What’s the best breeding weight for beef heifers?
October 31, 2014
The traditional approach for heifer development has been to shoot for 65% of mature body weight at breeding time in order to maximize pregnancy rate. Is maximum pregnancy rate really the goal, or is a more profitable herd the goal?
Studies by Rick Funston of the University of Nebraska and others have investigated that question. Most results indicate that we can develop heifers to 51%-58% of mature body weight and achieve very acceptable pregnancy rates.
If your average cow weighs 1,390 lbs. (and many do), a heifer would need to weigh 904 lbs. at breeding in a traditional system, but only 709-806 lbs., according to the recent research. However, I’d caution readers that if the average weight of your heifers is 709 lbs. at breeding, many heifers could be below that 709-lb. threshold.
Having all heifers at or above the target of 709 lbs. is the goal. However, if your heifers traditionally weigh 900 lbs. or more at breeding, I would suggest developing heifers to about 800 lbs. before you go lower. If acceptable rates are achieved, then a further reduction would be warranted. Remember, the goal isn’t to get the most heifers pregnant, but to optimize profit.
Many areas of the country have abundant feed resources, so it’s easily possible to have heifers weighing 900 lbs. or more at 14-15 months of age. If a heifer weighs 500 lbs. at 200 days of age and the target is 800 lbs., we only need a gain of 300 lbs. in 235 days, or 1.3 lbs./day.
The gain from weaning to breeding doesn’t have to be steady. We background our potential replacement heifers for 30 days post-weaning and then graze them on cornstalk residue or stockpiled pasture for 60 days. We’ll supplement some protein if needed, but this low-quality forage, along with free-choice salt-mineral mix, is often all they need.
This is the key to cost-effective heifer development. We’ve found that most heifers do fine on this diet, while a few lose weight. If this latter group can’t thrive on low-quality forage as heifers, we’re concerned about their longevity as cows with months of low-quality forage to graze.
Other benefits to the lower breeding weight target for heifers are their improved efficiency during the winter feeding period, as well as increased gains in the subsequent grazing season. If our heifers now weigh 500-525 lbs. after 60 days of winter grazing, they must gain 275-300 lbs., or 1.6-1.7 lbs./day, which is easily achievable on a low-cost ration.

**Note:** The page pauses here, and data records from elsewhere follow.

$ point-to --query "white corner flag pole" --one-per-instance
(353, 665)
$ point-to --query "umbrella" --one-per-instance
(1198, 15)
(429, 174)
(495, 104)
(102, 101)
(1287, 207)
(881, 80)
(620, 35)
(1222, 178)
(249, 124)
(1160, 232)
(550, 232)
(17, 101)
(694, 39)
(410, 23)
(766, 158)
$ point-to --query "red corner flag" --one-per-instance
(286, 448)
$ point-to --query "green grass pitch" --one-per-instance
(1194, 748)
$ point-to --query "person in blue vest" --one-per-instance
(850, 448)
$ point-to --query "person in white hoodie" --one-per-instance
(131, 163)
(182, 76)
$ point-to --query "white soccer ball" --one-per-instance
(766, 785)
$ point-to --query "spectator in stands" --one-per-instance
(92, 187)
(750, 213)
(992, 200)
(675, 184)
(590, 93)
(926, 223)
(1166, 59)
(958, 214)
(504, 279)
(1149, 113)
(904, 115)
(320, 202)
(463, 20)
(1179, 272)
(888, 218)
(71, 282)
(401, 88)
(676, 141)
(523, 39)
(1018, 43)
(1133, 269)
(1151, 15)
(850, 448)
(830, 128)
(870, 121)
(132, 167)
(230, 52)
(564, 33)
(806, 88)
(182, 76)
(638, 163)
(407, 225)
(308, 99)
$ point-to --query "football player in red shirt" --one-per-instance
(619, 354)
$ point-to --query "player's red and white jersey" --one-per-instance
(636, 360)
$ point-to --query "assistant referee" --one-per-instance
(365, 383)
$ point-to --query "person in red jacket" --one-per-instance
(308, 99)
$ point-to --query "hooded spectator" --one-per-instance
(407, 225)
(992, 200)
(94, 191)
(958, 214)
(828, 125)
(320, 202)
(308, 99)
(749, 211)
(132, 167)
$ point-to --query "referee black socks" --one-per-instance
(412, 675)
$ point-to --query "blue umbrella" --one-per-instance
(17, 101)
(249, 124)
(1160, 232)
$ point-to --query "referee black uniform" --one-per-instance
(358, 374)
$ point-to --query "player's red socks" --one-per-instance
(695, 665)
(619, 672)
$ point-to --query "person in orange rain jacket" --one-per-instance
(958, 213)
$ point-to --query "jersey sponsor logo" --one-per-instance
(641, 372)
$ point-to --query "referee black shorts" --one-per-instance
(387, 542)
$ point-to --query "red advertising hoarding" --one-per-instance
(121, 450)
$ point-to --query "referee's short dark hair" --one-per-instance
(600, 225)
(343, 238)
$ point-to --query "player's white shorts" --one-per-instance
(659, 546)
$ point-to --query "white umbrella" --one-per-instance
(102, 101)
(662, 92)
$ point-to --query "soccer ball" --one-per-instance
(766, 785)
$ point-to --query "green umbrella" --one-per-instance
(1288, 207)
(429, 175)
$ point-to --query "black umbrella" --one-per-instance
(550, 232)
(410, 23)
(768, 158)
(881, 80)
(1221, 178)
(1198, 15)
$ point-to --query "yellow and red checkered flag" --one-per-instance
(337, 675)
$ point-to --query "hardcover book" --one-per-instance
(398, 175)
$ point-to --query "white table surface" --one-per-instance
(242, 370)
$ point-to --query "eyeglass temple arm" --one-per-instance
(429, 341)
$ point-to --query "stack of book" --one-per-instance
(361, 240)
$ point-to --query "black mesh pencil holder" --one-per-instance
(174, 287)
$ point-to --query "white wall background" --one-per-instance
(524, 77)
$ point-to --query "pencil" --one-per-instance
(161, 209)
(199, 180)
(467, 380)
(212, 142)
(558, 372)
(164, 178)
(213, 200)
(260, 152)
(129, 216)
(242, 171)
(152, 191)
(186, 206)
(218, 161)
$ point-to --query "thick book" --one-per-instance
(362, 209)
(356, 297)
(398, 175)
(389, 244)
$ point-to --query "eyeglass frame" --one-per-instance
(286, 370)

Other keys to successful heifer development with an acceptable pregnancy rate (80%-90%) are to keep back more heifers than needed to produce enough pregnant females, and to use a shortened breeding season (45 days) vs. the 65-day season for mature cows. I advocate a 45-day breeding season for heifers, because in a 65-day season with a traditionally developed heifer, a late-calving (after 45 days) heifer is much more likely to be open the following season.

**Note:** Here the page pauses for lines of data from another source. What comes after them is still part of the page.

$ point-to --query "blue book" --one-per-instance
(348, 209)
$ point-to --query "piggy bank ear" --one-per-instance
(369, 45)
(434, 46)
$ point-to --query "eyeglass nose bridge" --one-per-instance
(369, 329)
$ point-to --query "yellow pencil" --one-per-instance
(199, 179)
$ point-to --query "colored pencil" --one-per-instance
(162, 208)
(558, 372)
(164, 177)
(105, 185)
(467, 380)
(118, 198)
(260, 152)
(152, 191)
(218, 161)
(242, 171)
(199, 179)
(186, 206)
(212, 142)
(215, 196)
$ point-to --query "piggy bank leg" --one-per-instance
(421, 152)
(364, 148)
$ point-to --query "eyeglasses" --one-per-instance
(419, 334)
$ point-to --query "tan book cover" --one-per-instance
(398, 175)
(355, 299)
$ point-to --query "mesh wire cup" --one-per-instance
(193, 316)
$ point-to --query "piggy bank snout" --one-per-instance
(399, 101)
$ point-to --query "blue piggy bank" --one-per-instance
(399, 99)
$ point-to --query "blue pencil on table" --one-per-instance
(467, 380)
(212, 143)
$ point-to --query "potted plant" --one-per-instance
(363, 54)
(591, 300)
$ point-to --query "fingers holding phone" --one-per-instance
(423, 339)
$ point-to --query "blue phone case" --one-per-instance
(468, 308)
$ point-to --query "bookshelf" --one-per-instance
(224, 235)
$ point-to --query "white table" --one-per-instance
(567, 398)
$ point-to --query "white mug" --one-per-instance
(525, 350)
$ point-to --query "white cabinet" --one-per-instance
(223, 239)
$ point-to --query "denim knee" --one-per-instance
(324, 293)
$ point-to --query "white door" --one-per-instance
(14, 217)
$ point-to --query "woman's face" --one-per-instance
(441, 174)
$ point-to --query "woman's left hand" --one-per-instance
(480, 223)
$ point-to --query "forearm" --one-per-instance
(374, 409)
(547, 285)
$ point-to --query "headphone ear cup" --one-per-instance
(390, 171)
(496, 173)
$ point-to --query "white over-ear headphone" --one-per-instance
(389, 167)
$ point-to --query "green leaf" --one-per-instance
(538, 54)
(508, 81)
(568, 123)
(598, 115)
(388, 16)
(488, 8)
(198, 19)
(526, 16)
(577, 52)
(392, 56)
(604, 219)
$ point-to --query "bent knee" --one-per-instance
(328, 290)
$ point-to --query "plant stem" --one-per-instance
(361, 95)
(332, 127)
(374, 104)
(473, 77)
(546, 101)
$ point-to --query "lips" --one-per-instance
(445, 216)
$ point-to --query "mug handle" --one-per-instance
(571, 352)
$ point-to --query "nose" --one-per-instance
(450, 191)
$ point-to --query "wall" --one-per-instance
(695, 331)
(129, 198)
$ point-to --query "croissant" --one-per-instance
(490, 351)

One of the real keys to getting heifers bred is to have them gaining weight at time of breeding. Excellent studies from Purdue University and the University of Wyoming indicate poor conception rates when heifers are well-developed up until breeding and then turned out on grass, where they lose weight.
Pregnancy is a luxury to the cow’s system. If her nutrition is limiting, the cow shifts her priority to survival, at the expense of the fetus.

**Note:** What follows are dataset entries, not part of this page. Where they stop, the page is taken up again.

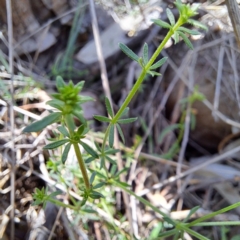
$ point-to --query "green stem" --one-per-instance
(211, 215)
(70, 125)
(144, 71)
(142, 200)
(82, 165)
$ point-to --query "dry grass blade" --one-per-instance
(10, 60)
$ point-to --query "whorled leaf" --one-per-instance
(145, 54)
(111, 136)
(41, 124)
(126, 120)
(185, 39)
(63, 131)
(102, 118)
(65, 152)
(158, 63)
(161, 23)
(109, 107)
(197, 24)
(88, 149)
(120, 133)
(170, 16)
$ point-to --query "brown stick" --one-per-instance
(234, 13)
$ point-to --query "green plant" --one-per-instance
(190, 100)
(97, 166)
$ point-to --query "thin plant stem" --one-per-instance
(82, 165)
(144, 71)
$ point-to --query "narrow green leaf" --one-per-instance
(126, 120)
(88, 210)
(99, 185)
(92, 177)
(161, 23)
(102, 162)
(128, 52)
(197, 24)
(111, 151)
(112, 161)
(97, 146)
(120, 172)
(79, 115)
(153, 73)
(80, 85)
(102, 118)
(54, 194)
(156, 230)
(186, 40)
(169, 220)
(65, 152)
(101, 175)
(192, 211)
(193, 121)
(111, 136)
(170, 17)
(81, 129)
(58, 104)
(120, 133)
(113, 170)
(145, 54)
(63, 131)
(88, 149)
(90, 159)
(158, 63)
(167, 130)
(124, 184)
(59, 82)
(109, 107)
(95, 195)
(189, 31)
(125, 112)
(41, 124)
(175, 37)
(56, 144)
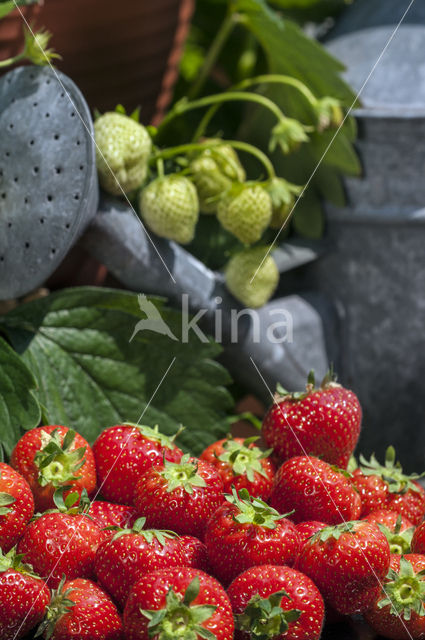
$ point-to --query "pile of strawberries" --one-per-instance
(238, 543)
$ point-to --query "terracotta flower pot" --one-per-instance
(124, 52)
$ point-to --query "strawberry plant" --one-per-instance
(51, 458)
(272, 601)
(323, 422)
(84, 335)
(244, 532)
(359, 555)
(24, 597)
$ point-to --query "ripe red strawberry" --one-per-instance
(195, 553)
(245, 532)
(387, 487)
(178, 603)
(241, 464)
(81, 610)
(398, 612)
(323, 422)
(133, 552)
(124, 452)
(276, 602)
(418, 540)
(107, 514)
(397, 530)
(315, 490)
(347, 563)
(179, 496)
(51, 457)
(61, 543)
(23, 597)
(16, 506)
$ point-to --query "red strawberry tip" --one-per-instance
(391, 472)
(179, 618)
(264, 619)
(243, 459)
(60, 604)
(182, 474)
(57, 462)
(253, 510)
(404, 591)
(154, 434)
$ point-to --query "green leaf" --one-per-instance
(9, 6)
(19, 408)
(290, 51)
(90, 376)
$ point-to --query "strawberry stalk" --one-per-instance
(6, 500)
(391, 472)
(182, 474)
(288, 133)
(254, 510)
(58, 463)
(264, 618)
(398, 540)
(180, 619)
(244, 459)
(170, 152)
(405, 591)
(35, 49)
(60, 604)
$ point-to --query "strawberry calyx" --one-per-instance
(334, 531)
(264, 618)
(404, 591)
(58, 462)
(399, 541)
(328, 382)
(73, 504)
(60, 604)
(182, 474)
(5, 501)
(14, 560)
(161, 535)
(254, 510)
(391, 472)
(180, 619)
(243, 459)
(155, 435)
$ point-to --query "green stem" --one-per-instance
(231, 96)
(214, 51)
(277, 78)
(271, 78)
(10, 61)
(206, 119)
(236, 144)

Develop a heifer that will be gaining weight as she goes to grass at or near breeding. A heifer developed to 51%-58% of her mature weight has a greater chance to gain weight on grass than a heifer at 65% of her mature weight.
Work with your nutritionist, Extension educator or veterinarian on improving your heifer development plan. These early-calving, lower-maintenance females are the ones you want to build your herd upon.
W. Mark Hilton, DVM, is a clinical professor of beef production medicine at Purdue University in West Lafayette, IN.